Host-Based Intrusion Detection

Host-based Intrusion Detection System (HIDS) products monitor system and network resources to detect when they are being used inappropriately. It is a useful counterpart to port blocking firewalls because it is able to detect malicious activity even after an authorized connection has been permitted by the firewall. When malicious activity is detected, the HIDS notifies the appropriate IT personnel.

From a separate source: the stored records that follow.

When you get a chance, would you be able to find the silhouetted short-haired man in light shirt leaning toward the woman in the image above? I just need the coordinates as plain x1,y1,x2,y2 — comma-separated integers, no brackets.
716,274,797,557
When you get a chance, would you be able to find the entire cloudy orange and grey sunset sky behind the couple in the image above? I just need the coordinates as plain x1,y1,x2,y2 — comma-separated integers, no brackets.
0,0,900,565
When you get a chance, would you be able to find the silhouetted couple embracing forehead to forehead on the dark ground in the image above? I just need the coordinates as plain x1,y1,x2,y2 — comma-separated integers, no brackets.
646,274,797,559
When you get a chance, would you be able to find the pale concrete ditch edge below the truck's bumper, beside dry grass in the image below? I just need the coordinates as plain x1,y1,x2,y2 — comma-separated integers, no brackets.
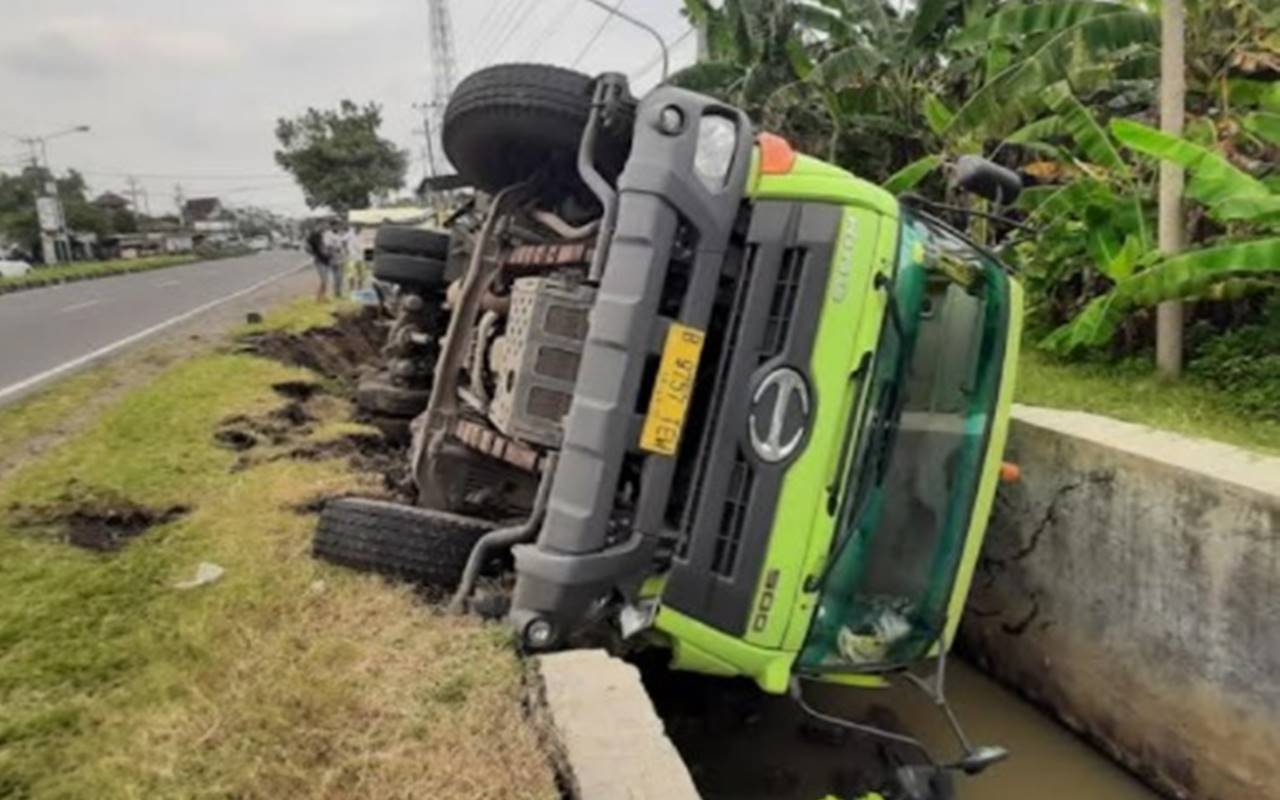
534,650,699,800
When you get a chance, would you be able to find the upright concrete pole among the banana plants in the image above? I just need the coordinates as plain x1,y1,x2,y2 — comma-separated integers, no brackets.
1156,0,1187,378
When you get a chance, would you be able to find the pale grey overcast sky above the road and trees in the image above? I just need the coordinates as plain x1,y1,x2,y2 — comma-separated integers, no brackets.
0,0,694,214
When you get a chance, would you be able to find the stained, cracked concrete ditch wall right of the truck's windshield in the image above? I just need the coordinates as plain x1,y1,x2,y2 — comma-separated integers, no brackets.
960,407,1280,800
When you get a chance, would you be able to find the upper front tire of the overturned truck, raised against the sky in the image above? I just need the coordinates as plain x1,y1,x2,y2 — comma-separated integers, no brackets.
442,64,635,192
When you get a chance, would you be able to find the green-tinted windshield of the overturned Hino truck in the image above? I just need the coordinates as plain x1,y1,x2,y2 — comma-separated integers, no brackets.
800,211,1009,672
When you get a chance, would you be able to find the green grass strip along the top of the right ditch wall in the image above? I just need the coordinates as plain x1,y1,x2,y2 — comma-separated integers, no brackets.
1018,349,1280,454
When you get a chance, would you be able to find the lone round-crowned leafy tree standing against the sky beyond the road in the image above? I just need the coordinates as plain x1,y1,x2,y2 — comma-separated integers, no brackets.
275,100,408,210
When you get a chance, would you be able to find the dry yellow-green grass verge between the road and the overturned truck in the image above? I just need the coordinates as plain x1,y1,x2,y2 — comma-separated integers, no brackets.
0,303,557,800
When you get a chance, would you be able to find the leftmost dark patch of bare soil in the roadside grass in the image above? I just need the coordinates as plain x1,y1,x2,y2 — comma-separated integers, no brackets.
12,483,191,552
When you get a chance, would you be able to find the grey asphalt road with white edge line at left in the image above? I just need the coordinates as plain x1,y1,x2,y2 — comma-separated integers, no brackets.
0,251,305,403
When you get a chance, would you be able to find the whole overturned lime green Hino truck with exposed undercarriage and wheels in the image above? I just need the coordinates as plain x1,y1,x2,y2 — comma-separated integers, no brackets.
315,65,1023,796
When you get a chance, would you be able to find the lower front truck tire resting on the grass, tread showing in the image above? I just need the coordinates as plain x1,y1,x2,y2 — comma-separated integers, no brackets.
311,498,494,589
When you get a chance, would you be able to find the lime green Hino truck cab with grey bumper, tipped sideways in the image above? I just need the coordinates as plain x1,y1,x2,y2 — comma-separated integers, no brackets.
511,88,1021,692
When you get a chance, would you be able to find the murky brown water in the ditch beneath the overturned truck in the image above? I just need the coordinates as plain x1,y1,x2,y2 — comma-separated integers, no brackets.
645,660,1157,800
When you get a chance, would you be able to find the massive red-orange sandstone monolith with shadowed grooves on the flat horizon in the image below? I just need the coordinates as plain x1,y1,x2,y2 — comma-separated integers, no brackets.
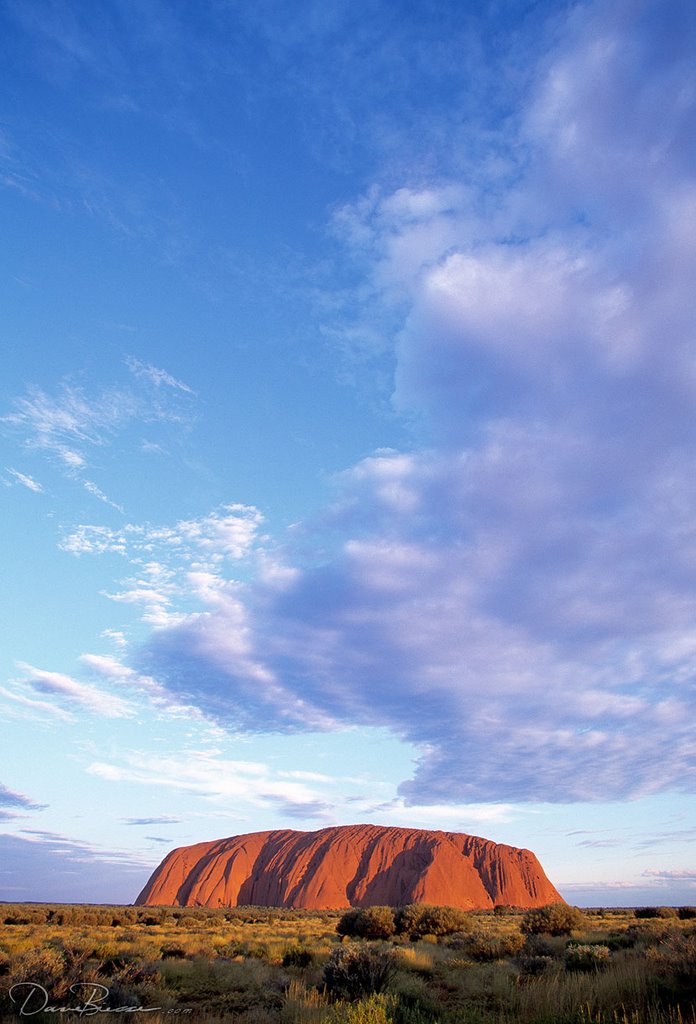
136,825,564,910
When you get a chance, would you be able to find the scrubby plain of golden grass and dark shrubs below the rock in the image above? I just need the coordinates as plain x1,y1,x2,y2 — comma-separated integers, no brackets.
0,904,696,1024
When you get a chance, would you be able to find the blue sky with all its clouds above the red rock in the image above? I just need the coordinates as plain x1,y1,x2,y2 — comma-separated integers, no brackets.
0,0,696,906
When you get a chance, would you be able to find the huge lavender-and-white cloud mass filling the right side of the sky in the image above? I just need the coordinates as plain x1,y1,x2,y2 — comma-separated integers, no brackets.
124,3,696,804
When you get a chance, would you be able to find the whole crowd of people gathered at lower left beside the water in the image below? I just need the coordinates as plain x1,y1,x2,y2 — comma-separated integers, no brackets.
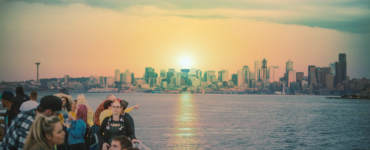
0,86,141,150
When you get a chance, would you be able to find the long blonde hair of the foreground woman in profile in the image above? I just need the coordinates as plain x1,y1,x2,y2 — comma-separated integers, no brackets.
23,114,60,150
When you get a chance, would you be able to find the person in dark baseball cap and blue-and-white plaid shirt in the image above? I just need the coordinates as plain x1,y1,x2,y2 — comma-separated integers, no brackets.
0,95,68,150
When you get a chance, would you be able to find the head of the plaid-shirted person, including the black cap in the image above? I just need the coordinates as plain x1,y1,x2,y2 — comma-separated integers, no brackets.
36,95,68,116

Knowing what malicious activity has occurred is certainly valuable. However, if the attack the HIDS detected damaged the system, the damage is done and now must be undone. That can be expensive. Worms like CIH and Nimda are capable of doing so much damage that many IT security staff came to the conclusion that detecting an attack is nice but preventing it from doing damage is critical.

Network

Analyzing the operation of your network is important for optimum performance as well as for detecting attacks against your network. Detecting attacks on your network evolved through the following stages:

• System log analysis

• Promiscuous monitoring

• Inline prevention

System Log Analysis

The simplest way to monitor your network is by analyzing the log files generated by the devices on your network. The problem with analyzing log file information is that it provides a limited view of the attacks being launched against your network. Analyzing logs (to produce useful information) is also a very time-consuming task. Furthermore, by the time that you analyze the logs, the attack has already been conducted.

Promiscuous Monitoring

Instead of relying on log file information, early Intrusion Detection Systems (IDSs) started to promiscuously monitor the traffic on your network. By examining the actual traffic on the network, these IDSs could identify a wide range of attacks against your network. To respond to attacks, these systems provided various response mechanisms, including the following response mechanisms:

• Generating alarms

• Resetting TCP connections

• IP blocking

• Logging traffic

Although Intrusion Detection could react to intrusive traffic, the actions that it provided were still reactive and allowed the initial attack traffic to reach the target system.

Inline Prevention

IPSs expanded on the functionality provided by Intrusion Detection by enabling you to prevent attacks against your network. Attack prevention is possible with IPSs because the IPS device acts a Layer 2 forwarding device. This enables the IPS device to drop traffic that is considered intrusive before it reaches the target system.